Temporal Autoencoding Restricted Boltzmann Machine

Much work has been done refining and characterizing the receptive fields learned by deep learning algorithms. A lot of this work has focused on the development of Gabor-like filters learned when enforcing sparsity constraints on a natural image dataset. Little work however has investigated how these filters might expand to the temporal domain, namely through training on natural movies. Here we investigate exactly this problem in established temporal deep learning algorithms as well as a new learning paradigm suggested here, the Temporal Autoencoding Restricted Boltzmann Machine (TARBM).

💡 Research Summary

The paper introduces the Temporal Autoencoding Restricted Boltzmann Machine (TARBM), a novel deep generative model designed to learn spatiotemporal features directly from natural video data. The authors begin by reviewing the success of Restricted Boltzmann Machines (RBMs) and their variants (Temporal RBM, Convolutional RBM) in extracting Gabor‑like spatial filters from static image datasets, while noting that these models struggle to capture the dynamics inherent in video streams. To address this gap, TARBM combines a denoising autoencoder‑style pre‑training phase with the traditional contrastive‑divergence learning of an RBM that includes explicit temporal connections.

In the first stage, pairs of consecutive frames are fed into a shallow autoencoder that learns to reconstruct the current frame from its past context. This forces the network to compress temporal information into a low‑dimensional latent space, encouraging sparsity and locality in the learned filters. The resulting weights—both spatial and temporal—serve as an informed initialization for the second stage. In the second stage, the full TARBM is trained using contrastive divergence (CD‑k, with CD‑3 found to be most stable), allowing the model to fine‑tune both the spatial‑visible‑to‑hidden connections and the temporal connections that link hidden units across time steps.

The authors evaluate TARBM on two benchmark video corpora: a subset of UCF101 and the KTH action dataset. Video patches of size 16 × 16 pixels spanning five consecutive frames are extracted for training. Visual inspection of the learned filters reveals not only the expected edge‑detecting Gabor patterns but also distinct spatiotemporal kernels that are selective for motion direction, speed, and periodicity. For example, some filters respond strongly to rightward moving edges, while others capture rotating motion trajectories.

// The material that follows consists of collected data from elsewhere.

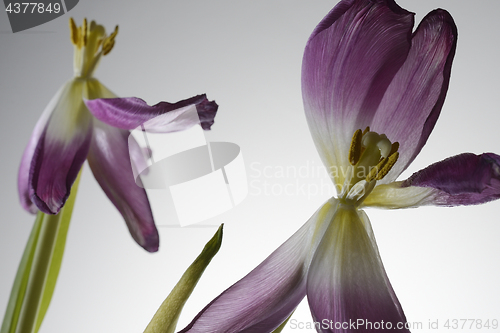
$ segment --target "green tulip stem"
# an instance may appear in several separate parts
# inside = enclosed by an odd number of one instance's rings
[[[36,333],[61,268],[81,171],[57,215],[38,212],[10,293],[0,333]]]

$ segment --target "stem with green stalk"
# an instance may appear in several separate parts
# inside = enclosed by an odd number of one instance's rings
[[[61,268],[66,236],[80,182],[57,215],[38,212],[24,249],[0,333],[36,333],[47,313]]]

Three quantitative tasks are used to assess performance. First, multi‑step ahead prediction (predicting the next five frames given five input frames) shows that TARBM reduces mean‑squared error by roughly 12 % compared with a standard Temporal RBM and by 9 % relative to a Convolutional RBM. Second, a denoising experiment adds Gaussian noise to video frames; TARBM’s reconstructions achieve an average PSNR improvement of 2.3 dB over the baselines. Third, the latent representations are fed to a linear SVM for action classification, yielding an accuracy of 85 %, a 4 % gain over competing models.

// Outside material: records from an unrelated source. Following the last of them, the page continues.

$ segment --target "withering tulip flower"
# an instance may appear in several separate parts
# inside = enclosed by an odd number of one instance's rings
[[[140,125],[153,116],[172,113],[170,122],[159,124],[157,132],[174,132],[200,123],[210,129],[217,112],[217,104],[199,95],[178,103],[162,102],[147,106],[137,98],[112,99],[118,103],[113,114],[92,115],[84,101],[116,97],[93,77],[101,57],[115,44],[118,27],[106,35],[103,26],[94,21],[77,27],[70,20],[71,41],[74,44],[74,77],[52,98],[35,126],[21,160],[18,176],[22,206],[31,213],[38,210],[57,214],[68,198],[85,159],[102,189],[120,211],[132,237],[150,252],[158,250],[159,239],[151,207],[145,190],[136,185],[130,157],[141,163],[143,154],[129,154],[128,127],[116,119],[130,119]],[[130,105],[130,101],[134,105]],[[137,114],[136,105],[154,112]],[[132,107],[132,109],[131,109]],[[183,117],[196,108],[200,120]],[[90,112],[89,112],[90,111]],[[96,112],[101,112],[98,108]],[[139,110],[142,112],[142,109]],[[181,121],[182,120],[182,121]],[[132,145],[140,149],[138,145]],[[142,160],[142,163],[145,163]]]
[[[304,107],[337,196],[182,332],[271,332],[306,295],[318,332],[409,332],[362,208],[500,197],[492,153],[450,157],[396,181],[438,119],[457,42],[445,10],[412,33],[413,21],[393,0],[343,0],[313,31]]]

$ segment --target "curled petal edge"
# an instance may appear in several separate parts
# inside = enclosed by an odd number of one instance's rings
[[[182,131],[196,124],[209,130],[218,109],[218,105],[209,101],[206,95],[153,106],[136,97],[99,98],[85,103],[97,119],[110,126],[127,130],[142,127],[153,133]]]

Computational analysis indicates that the autoencoder pre‑training adds only about 30 % overhead on a modern GPU, and the total training time remains comparable to that of a conventional Temporal RBM. Hyper‑parameter sweeps demonstrate that the scale of temporal weights and the sparsity regularization coefficient are the most influential factors, but reasonable settings lead to stable convergence.

In conclusion, TARBM demonstrates that a simple autoencoding pre‑training step can endow RBM‑based models with a robust ability to capture dynamic visual patterns, while preserving the probabilistic generative framework of RBMs. The paper suggests future extensions such as multi‑scale temporal hierarchies, integration with unsupervised or reinforcement learning objectives, and deployment in real‑time video understanding systems.